The first obvious solution was to stop looking at the companies that everyone sees: those from incubators and accelerators and crowd-funding sites. Venture Capital is like any other business when it comes to competition: the less, the better. Anybody who gets a rush from competing, as we do, should avoid like the plague any investment opportunity that’s truly competitive–put a whole pack of ultra-competitive type As with checkbooks into a room with a company and tell them that whoever invests wins, with the unstated but obvious caveat that whoever pays the most gets to invest, and you end up with nothing but Pyrrhic victories.

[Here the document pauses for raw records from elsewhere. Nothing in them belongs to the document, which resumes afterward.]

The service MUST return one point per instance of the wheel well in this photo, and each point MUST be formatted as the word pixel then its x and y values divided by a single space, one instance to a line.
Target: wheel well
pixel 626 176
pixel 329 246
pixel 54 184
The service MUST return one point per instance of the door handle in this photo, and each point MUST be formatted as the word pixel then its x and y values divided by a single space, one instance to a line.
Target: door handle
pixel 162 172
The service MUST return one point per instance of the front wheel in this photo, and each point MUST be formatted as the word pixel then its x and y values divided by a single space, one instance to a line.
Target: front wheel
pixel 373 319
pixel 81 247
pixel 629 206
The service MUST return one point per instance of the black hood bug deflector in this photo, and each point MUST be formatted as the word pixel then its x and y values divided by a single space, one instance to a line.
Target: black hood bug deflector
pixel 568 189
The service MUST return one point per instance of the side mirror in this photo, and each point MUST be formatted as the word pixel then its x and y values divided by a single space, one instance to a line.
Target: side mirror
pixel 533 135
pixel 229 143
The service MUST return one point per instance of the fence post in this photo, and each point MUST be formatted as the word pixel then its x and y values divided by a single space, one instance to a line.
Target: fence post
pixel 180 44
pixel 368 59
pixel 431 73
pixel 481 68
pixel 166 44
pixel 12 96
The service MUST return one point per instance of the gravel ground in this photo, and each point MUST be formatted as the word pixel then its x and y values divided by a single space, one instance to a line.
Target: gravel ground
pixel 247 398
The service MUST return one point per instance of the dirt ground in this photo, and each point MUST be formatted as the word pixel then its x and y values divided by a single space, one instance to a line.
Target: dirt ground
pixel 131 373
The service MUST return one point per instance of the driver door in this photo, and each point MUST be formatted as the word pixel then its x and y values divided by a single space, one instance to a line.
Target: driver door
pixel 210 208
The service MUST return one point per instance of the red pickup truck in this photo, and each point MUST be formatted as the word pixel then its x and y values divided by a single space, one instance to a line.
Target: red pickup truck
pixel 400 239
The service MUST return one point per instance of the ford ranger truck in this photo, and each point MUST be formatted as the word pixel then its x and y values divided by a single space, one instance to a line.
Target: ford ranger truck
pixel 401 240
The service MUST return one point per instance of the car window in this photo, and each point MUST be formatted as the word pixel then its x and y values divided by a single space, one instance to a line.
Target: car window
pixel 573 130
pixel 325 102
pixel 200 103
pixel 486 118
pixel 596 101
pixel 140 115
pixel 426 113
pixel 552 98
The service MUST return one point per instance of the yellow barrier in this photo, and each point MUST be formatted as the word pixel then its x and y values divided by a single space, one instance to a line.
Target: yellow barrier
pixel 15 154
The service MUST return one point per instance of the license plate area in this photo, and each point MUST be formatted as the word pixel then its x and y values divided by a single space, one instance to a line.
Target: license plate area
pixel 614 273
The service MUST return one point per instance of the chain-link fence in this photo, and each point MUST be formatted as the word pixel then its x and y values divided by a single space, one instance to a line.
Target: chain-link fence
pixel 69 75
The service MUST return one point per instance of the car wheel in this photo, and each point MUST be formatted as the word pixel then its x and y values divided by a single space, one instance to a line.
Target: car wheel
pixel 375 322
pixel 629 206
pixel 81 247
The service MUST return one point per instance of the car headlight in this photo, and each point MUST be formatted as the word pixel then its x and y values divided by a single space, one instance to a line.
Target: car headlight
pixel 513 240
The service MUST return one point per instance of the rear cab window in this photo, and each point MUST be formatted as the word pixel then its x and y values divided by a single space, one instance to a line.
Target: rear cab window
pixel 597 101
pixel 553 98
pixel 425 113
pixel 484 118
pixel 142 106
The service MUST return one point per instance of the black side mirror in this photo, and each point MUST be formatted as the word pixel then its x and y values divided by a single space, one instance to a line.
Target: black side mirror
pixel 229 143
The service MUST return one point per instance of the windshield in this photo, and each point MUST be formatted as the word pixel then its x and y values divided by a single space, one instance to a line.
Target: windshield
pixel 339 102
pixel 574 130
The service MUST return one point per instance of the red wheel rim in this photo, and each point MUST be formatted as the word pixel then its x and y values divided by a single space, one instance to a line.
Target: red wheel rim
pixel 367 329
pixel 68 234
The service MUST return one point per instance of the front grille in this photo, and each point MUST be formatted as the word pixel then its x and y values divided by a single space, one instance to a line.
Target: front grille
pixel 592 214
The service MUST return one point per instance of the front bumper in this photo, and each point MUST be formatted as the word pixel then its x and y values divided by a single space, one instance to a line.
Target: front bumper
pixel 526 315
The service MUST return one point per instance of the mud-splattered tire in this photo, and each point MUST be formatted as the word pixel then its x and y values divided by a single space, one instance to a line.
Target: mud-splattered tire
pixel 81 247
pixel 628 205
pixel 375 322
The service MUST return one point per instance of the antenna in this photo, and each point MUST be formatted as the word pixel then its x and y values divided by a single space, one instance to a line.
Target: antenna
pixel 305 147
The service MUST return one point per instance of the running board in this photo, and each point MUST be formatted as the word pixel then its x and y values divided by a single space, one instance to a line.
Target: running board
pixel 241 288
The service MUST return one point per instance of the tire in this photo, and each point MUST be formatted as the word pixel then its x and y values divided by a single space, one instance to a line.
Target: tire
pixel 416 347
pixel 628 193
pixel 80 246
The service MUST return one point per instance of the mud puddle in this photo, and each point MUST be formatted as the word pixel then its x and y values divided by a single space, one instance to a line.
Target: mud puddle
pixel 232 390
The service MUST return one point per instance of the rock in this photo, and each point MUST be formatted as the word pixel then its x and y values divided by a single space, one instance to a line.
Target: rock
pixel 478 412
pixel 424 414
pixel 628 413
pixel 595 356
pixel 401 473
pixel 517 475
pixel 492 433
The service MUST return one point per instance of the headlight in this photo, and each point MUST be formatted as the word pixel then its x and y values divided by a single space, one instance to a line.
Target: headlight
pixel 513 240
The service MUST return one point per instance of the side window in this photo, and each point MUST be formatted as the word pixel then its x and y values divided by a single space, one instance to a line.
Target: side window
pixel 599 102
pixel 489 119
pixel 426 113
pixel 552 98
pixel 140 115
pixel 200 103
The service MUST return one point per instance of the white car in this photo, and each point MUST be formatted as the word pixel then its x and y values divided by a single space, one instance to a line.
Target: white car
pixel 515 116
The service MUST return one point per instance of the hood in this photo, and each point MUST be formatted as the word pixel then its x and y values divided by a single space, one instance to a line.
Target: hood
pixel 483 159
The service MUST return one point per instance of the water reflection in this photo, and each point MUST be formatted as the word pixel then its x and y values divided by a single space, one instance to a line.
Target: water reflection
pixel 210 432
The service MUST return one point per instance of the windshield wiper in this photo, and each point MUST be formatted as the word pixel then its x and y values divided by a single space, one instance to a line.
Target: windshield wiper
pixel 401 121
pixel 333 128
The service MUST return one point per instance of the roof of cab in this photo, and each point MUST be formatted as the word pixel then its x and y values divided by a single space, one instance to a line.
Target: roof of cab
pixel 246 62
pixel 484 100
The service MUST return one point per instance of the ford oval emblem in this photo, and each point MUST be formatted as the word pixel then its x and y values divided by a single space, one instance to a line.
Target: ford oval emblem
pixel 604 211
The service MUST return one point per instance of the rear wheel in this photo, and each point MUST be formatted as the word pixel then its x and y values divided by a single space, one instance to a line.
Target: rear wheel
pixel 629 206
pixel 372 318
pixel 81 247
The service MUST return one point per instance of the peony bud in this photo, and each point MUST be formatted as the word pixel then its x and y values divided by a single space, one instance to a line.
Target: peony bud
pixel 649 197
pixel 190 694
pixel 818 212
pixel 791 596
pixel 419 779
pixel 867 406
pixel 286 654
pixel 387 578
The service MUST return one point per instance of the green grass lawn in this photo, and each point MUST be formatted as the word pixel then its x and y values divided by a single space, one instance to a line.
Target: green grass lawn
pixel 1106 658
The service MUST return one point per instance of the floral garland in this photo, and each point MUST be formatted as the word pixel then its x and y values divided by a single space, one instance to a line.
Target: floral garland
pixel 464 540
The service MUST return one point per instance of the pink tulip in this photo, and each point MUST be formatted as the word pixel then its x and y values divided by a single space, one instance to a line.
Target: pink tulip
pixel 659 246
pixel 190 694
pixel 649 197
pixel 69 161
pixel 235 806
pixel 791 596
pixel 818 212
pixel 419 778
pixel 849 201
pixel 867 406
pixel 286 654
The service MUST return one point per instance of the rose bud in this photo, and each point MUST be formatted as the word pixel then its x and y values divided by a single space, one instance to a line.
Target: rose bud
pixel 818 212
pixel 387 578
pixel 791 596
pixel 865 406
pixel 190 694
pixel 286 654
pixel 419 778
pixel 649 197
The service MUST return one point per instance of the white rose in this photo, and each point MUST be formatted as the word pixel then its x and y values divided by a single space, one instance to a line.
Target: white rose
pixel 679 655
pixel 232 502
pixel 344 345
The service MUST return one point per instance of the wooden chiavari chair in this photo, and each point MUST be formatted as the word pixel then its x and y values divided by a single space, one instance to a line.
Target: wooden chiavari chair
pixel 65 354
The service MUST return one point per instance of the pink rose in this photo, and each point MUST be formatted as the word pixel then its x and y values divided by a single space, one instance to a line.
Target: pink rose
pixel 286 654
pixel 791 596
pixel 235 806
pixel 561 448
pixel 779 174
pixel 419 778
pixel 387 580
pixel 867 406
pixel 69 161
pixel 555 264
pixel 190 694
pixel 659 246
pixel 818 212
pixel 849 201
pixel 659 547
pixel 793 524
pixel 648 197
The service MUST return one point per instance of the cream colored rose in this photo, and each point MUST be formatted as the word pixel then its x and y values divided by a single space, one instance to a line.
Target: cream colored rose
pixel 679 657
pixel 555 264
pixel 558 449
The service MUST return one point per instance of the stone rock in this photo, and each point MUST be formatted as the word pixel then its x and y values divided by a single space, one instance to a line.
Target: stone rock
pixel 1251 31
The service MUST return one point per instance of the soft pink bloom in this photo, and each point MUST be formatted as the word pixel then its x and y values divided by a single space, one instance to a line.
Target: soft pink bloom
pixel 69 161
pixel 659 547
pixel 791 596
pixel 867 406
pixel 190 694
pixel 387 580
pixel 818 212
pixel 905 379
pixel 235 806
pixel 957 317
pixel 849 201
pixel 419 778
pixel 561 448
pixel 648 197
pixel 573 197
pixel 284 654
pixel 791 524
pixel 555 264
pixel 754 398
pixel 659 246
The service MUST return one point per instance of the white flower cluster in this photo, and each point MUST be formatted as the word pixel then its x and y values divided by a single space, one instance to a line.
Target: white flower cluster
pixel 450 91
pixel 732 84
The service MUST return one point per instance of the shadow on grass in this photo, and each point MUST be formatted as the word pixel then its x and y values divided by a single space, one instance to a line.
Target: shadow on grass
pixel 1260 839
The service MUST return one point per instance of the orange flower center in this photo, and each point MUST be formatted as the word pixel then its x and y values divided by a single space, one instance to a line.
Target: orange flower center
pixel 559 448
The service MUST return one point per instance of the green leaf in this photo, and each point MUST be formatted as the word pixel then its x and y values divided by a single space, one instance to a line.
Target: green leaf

Areas too intensely competitive we leave to the amateurs and those who have some sort of overwhelming competitive advantage in that particular opportunity. And before you start mocking us for not being founder-friendly and paying what the market will bear, let us just remind you that the market is an ass. We want nothing more in life than for our founders to be successful. But we have found over the years that this yearning for their success is far, far weaker when their success does not entail our success. When asked to beggar ourselves so they can be billionaires, we ask if perhaps our hopes for their success are not mirrored by their hopes for our success, and if not, well then dear investor we will take your fine money and find it another home.
Our current strategy is not to invest at huge prices in the companies where the chance of a good exit is so plain that entry prices destroy any potential return but to instead invest in the ones with huge potential markets but an amount of risk that scares away the tourists. In other words, if the very thought of investing does not have us lying awake at two in the morning staring at the ceiling and wondering about our own sanity while our dear partners are sleeping the peaceful sleep that only those with a fool’s unshakeable faith in their partner’s ability to make financial decisions that won’t have them both and their children living in a tent in the vacant lot across from the Shop-Rite can sleep, then we should just skip it; someone else will do the deal.
When we realized this must be our strategy, we found that not much of our dealflow qualified. So about a year and a half ago we started telling people that our thesis is “science fiction.” At first this lead to a precipitous drop in potential investments referred, but after about six months we started seeing some interesting stuff. Our latest crop of deals–Bonsai.ai, OneDrop, StrongDM, Clubhouse, PCB:ng, etc.–move us firmly in the direction we want to go. If we had Elon Musk money we would start funding space elevators, sun-mining, and nano-constructors. But since we do not we are closely investigating next-generation computing as our next area of learning.
We firmly believe the thesis of “science fiction” has a bimodal meta-distribution of probability of success. That is, the thesis itself is either Genius or Self-Involved Drivel, we’re not sure which. Given that we truly believe that it is better to burn out than fade away, we’ll take it.
In conclusion, thank you for your support. Because we are bootstrapping, we continue to plow the bulk of your gains right back into new investments. This means you probably won’t be driving a Ferrari in the forseeable future and neither will we. But we hope you, like we do, bask in the second-hand glory of investing in founders who are creating the future.
We will update you again in seven years.